Family interventions in mental health focus primarily on consumer outcomes, and family well-being is viewed only as an intermediate outcome. Because they are usually the most stable entity in the lives of people with mental illness, families can benefit from exposure to intervention strategies and instruction in the techniques and methods that are typically used by professionals as part of their therapeutic practices. One such area is a deeper understanding of cognition, to learn how it is affected in mental illnesses, how to identify cognitive strengths and weaknesses, and how cognitive communication skills based on mediation can enhance learning, adaptability, participation, and recovery.
Keshet (“rainbow” in Hebrew) is a course designed for family caregivers seeking support, techniques, and methods within academic settings to improve coping. It is a standardized cognitive educational course that helps family caregivers appreciate and develop skills for empowering communication. The Keshet course focuses on teaching parents about cognition and mediation, which are considered a basis for the concepts of brain plasticity, cognitive modifiability, and the conversion of experiences into a source of learning. Mediating interaction is a specific human intervention that differs from providing exposure to stimuli. The mediator—a parent, caregiver, teacher, or therapist—interposes him- or herself between the world of stimuli and the consumer, child, or student in order for him or her to assimilate the stimuli into internalized cognitive structures that can lead to change. An interaction becomes a mediating interaction when there is at least an explicit intentionality on the part of the mediator, with the child or consumer reciprocating that intention. Other elements of a mediating interaction include transcending the here-and-now, relating to other situations, adding a meaning to the stimulus, regulating behavior, boosting feelings of competence, and sharing experiences. Emphasis is placed on relationships between cognition and emotion and their impact on effective communication. One of the central aspects of Keshet is knowledge translation, whereby caregivers are provided some practical tools traditionally used by therapists in translating research to actual practice. One of the central methods used in Keshet to meet this need is the use of “meaningful interactional life episodes” (MILEs). Participants use written dialogue to describe actual interactions they have had. For example:
“I picked up the phone to call my daughter. I asked her, ‘How are you?’
“She replied, ‘The same, not well. Nothing helps me to get over this depression, I don't have any strength, and I don't want to go on living.’

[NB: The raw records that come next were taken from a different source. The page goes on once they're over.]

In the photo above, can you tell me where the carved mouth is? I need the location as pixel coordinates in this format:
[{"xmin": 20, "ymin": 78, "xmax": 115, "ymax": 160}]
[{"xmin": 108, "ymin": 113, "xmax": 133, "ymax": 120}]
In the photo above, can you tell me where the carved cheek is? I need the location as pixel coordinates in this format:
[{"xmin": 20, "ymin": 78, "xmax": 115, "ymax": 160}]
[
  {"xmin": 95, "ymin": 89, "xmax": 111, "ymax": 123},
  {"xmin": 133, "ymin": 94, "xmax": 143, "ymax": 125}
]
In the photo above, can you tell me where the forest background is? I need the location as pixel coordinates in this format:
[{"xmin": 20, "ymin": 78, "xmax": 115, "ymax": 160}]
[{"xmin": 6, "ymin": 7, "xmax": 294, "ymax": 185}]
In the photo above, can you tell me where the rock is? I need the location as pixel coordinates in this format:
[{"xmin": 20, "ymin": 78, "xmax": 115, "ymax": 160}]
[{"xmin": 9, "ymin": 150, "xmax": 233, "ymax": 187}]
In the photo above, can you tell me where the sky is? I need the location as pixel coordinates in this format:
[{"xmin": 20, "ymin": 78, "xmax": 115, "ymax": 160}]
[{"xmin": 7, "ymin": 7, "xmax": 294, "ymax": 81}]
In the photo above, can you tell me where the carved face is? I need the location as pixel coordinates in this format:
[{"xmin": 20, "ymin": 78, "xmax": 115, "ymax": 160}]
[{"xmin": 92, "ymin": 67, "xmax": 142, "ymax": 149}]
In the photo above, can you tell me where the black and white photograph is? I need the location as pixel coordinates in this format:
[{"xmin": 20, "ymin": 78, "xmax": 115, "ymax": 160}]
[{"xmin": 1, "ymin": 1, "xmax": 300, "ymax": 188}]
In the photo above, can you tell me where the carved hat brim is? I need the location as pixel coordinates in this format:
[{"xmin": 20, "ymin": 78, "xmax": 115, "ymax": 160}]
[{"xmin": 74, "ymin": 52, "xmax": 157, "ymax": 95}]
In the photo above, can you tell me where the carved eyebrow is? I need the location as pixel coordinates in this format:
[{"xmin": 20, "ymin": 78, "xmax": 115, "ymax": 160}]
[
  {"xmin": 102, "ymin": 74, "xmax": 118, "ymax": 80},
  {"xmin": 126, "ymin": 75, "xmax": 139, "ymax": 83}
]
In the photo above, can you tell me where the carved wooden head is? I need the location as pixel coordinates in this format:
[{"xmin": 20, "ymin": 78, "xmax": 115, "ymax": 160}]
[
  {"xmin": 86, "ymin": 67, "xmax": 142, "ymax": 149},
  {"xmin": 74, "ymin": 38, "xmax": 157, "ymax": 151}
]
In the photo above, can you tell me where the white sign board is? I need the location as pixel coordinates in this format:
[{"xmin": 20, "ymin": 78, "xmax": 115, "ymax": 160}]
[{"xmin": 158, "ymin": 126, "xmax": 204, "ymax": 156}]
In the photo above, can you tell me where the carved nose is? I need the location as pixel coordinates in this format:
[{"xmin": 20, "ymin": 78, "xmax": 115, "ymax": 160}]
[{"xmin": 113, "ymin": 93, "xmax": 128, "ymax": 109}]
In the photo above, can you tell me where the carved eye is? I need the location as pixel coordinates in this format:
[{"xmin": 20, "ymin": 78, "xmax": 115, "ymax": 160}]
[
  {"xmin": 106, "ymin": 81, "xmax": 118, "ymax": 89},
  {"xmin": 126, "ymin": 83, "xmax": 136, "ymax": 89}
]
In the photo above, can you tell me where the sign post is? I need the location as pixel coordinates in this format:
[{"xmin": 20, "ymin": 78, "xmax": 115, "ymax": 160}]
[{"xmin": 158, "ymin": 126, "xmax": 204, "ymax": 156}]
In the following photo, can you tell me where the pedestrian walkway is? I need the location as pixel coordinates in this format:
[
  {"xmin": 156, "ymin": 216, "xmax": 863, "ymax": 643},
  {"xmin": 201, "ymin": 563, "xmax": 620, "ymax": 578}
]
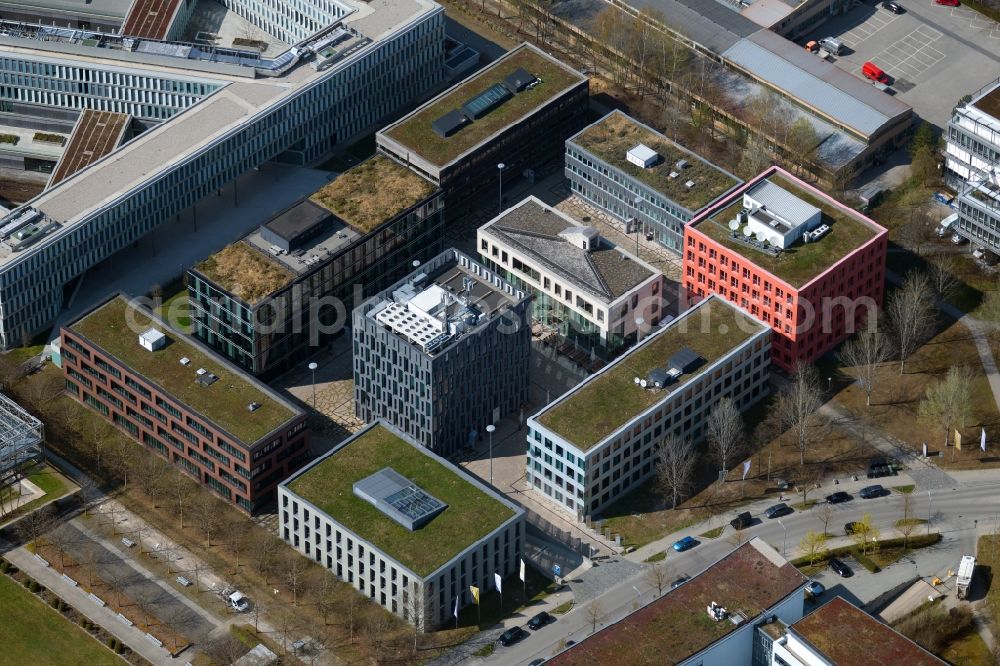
[{"xmin": 4, "ymin": 548, "xmax": 177, "ymax": 666}]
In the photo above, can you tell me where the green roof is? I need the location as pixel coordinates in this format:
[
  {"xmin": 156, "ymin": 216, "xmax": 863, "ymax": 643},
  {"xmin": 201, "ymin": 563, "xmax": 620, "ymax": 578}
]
[
  {"xmin": 538, "ymin": 297, "xmax": 763, "ymax": 451},
  {"xmin": 573, "ymin": 111, "xmax": 740, "ymax": 212},
  {"xmin": 68, "ymin": 296, "xmax": 298, "ymax": 446},
  {"xmin": 693, "ymin": 173, "xmax": 880, "ymax": 288},
  {"xmin": 288, "ymin": 424, "xmax": 514, "ymax": 576},
  {"xmin": 386, "ymin": 46, "xmax": 585, "ymax": 166},
  {"xmin": 310, "ymin": 155, "xmax": 437, "ymax": 233}
]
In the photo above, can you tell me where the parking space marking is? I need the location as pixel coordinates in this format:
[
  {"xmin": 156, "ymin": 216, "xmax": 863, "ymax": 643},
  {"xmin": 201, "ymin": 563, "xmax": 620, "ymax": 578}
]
[
  {"xmin": 840, "ymin": 10, "xmax": 896, "ymax": 47},
  {"xmin": 872, "ymin": 25, "xmax": 946, "ymax": 81}
]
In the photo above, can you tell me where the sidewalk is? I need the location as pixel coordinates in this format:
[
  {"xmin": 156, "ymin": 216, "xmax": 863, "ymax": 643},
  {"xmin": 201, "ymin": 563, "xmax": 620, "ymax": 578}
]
[{"xmin": 4, "ymin": 548, "xmax": 177, "ymax": 666}]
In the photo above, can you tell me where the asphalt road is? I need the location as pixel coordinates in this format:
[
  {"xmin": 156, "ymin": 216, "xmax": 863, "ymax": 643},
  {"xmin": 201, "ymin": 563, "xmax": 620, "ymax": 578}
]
[{"xmin": 477, "ymin": 479, "xmax": 1000, "ymax": 664}]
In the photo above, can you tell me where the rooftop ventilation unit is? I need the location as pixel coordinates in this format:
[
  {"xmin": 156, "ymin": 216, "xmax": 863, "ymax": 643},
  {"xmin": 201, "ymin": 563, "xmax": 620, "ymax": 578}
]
[
  {"xmin": 625, "ymin": 143, "xmax": 660, "ymax": 169},
  {"xmin": 139, "ymin": 328, "xmax": 167, "ymax": 351}
]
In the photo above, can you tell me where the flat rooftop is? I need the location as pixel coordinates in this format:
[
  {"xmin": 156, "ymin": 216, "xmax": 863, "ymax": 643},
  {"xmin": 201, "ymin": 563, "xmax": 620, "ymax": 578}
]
[
  {"xmin": 48, "ymin": 109, "xmax": 131, "ymax": 187},
  {"xmin": 284, "ymin": 423, "xmax": 515, "ymax": 576},
  {"xmin": 690, "ymin": 167, "xmax": 886, "ymax": 289},
  {"xmin": 570, "ymin": 111, "xmax": 742, "ymax": 213},
  {"xmin": 310, "ymin": 154, "xmax": 437, "ymax": 233},
  {"xmin": 194, "ymin": 241, "xmax": 295, "ymax": 305},
  {"xmin": 481, "ymin": 197, "xmax": 657, "ymax": 304},
  {"xmin": 545, "ymin": 537, "xmax": 808, "ymax": 666},
  {"xmin": 535, "ymin": 296, "xmax": 767, "ymax": 451},
  {"xmin": 381, "ymin": 44, "xmax": 587, "ymax": 167},
  {"xmin": 789, "ymin": 597, "xmax": 945, "ymax": 666},
  {"xmin": 66, "ymin": 295, "xmax": 302, "ymax": 446}
]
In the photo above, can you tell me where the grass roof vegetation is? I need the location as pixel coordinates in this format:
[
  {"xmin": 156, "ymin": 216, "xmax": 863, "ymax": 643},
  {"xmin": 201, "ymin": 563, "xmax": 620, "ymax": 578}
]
[
  {"xmin": 573, "ymin": 112, "xmax": 740, "ymax": 212},
  {"xmin": 539, "ymin": 298, "xmax": 762, "ymax": 451},
  {"xmin": 70, "ymin": 296, "xmax": 295, "ymax": 445},
  {"xmin": 387, "ymin": 48, "xmax": 584, "ymax": 166},
  {"xmin": 288, "ymin": 425, "xmax": 514, "ymax": 576},
  {"xmin": 695, "ymin": 175, "xmax": 878, "ymax": 288},
  {"xmin": 195, "ymin": 241, "xmax": 295, "ymax": 305},
  {"xmin": 310, "ymin": 155, "xmax": 436, "ymax": 233}
]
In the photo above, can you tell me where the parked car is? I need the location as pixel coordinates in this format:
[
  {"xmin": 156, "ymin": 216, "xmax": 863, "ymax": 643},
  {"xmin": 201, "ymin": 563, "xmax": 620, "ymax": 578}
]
[
  {"xmin": 826, "ymin": 490, "xmax": 852, "ymax": 504},
  {"xmin": 858, "ymin": 485, "xmax": 889, "ymax": 499},
  {"xmin": 830, "ymin": 557, "xmax": 854, "ymax": 578},
  {"xmin": 528, "ymin": 611, "xmax": 555, "ymax": 631},
  {"xmin": 764, "ymin": 502, "xmax": 792, "ymax": 518},
  {"xmin": 729, "ymin": 511, "xmax": 753, "ymax": 530},
  {"xmin": 497, "ymin": 627, "xmax": 529, "ymax": 647},
  {"xmin": 806, "ymin": 580, "xmax": 826, "ymax": 599}
]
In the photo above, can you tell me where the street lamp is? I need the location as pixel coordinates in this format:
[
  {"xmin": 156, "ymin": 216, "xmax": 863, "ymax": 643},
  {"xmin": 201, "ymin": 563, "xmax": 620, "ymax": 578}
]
[
  {"xmin": 309, "ymin": 361, "xmax": 319, "ymax": 409},
  {"xmin": 497, "ymin": 162, "xmax": 507, "ymax": 213},
  {"xmin": 486, "ymin": 423, "xmax": 497, "ymax": 486}
]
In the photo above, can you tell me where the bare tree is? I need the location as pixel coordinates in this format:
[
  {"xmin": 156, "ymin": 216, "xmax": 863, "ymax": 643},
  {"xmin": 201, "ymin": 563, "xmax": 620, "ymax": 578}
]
[
  {"xmin": 799, "ymin": 530, "xmax": 827, "ymax": 564},
  {"xmin": 886, "ymin": 271, "xmax": 936, "ymax": 374},
  {"xmin": 917, "ymin": 366, "xmax": 973, "ymax": 447},
  {"xmin": 644, "ymin": 562, "xmax": 670, "ymax": 596},
  {"xmin": 708, "ymin": 398, "xmax": 744, "ymax": 474},
  {"xmin": 584, "ymin": 599, "xmax": 604, "ymax": 634},
  {"xmin": 840, "ymin": 324, "xmax": 889, "ymax": 407},
  {"xmin": 777, "ymin": 363, "xmax": 823, "ymax": 465},
  {"xmin": 656, "ymin": 435, "xmax": 696, "ymax": 509}
]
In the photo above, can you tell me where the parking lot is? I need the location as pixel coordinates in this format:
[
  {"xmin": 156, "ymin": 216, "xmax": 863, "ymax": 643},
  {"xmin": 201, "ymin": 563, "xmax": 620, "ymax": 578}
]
[{"xmin": 802, "ymin": 0, "xmax": 1000, "ymax": 127}]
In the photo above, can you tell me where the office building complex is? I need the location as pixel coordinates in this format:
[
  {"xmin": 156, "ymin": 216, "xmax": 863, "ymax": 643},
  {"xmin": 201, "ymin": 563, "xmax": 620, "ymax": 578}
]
[
  {"xmin": 375, "ymin": 44, "xmax": 589, "ymax": 219},
  {"xmin": 187, "ymin": 155, "xmax": 444, "ymax": 378},
  {"xmin": 0, "ymin": 0, "xmax": 444, "ymax": 347},
  {"xmin": 477, "ymin": 197, "xmax": 664, "ymax": 356},
  {"xmin": 545, "ymin": 537, "xmax": 808, "ymax": 666},
  {"xmin": 944, "ymin": 79, "xmax": 1000, "ymax": 253},
  {"xmin": 278, "ymin": 422, "xmax": 525, "ymax": 631},
  {"xmin": 566, "ymin": 111, "xmax": 743, "ymax": 254},
  {"xmin": 352, "ymin": 250, "xmax": 531, "ymax": 455},
  {"xmin": 526, "ymin": 297, "xmax": 771, "ymax": 520},
  {"xmin": 754, "ymin": 597, "xmax": 945, "ymax": 666},
  {"xmin": 61, "ymin": 294, "xmax": 309, "ymax": 513},
  {"xmin": 683, "ymin": 167, "xmax": 888, "ymax": 370}
]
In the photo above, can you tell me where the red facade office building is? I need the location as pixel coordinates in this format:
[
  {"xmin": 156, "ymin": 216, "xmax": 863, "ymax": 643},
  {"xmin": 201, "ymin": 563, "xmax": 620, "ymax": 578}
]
[
  {"xmin": 683, "ymin": 167, "xmax": 888, "ymax": 371},
  {"xmin": 59, "ymin": 294, "xmax": 309, "ymax": 513}
]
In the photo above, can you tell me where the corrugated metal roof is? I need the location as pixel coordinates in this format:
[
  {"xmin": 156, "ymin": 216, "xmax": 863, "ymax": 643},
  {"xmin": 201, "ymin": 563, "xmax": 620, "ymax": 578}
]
[
  {"xmin": 747, "ymin": 179, "xmax": 819, "ymax": 226},
  {"xmin": 723, "ymin": 30, "xmax": 911, "ymax": 137}
]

“I replied, ‘You're not making enough of an effort to get out of it, you're not occupying yourself with things you enjoy that'll help you overcome the depression.’
“My daughter answered, ‘Okay, you don't understand,’ and she slammed down the phone. “After the episode, I felt guilty that I had hurt her, not being able to understand that she's incapable of leaving her house and doing things that she enjoys.”
We analyze these MILEs, according to the themes introduced as the course progresses. The above example was used to demonstrate and teach the significance of different perspectives. Other areas of focus include emotions, cognition, and actions; mediation parameters; and clear and masked intentions.
Since Keshet's initiation in 2001, over 300 parents have participated in the 45-hour biweekly three-hour program. One or two participants from each group have become moderators of future Keshet groups. We developed a moderator manual and structured outline of theoretical content using standardized presentations and assignments. Moderators receive standardized training, and there is ongoing supervision and instruction. The course consists of lectures, workshops, home assignments and exercises, reading of material, viewing and analyzing documentary films on recovery concepts, and writing and analysis of the MILEs.
Participants have reported a higher level of knowledge and confidence and an improvement in their interactions after the completion of the course. A quasi-experimental study (N=49) found that Keshet significantly increased the hope of families concerning the well-being of their ill family member and the family's relationship with him or her. A study of five Keshet courses (N=88) focusing on the perceived value of participating caregivers found that Keshet changes the ways participants perceive and think about the diverse life situations with which they have to cope. Participants reported that analysis of MILEs was beneficial and useful in linking theory and practice. Among the changes experienced by participants were feelings of improved communication with the family member with mental illness, improved marital relationships, improved caregiver organizational skills, and more time invested in personal goals and interests.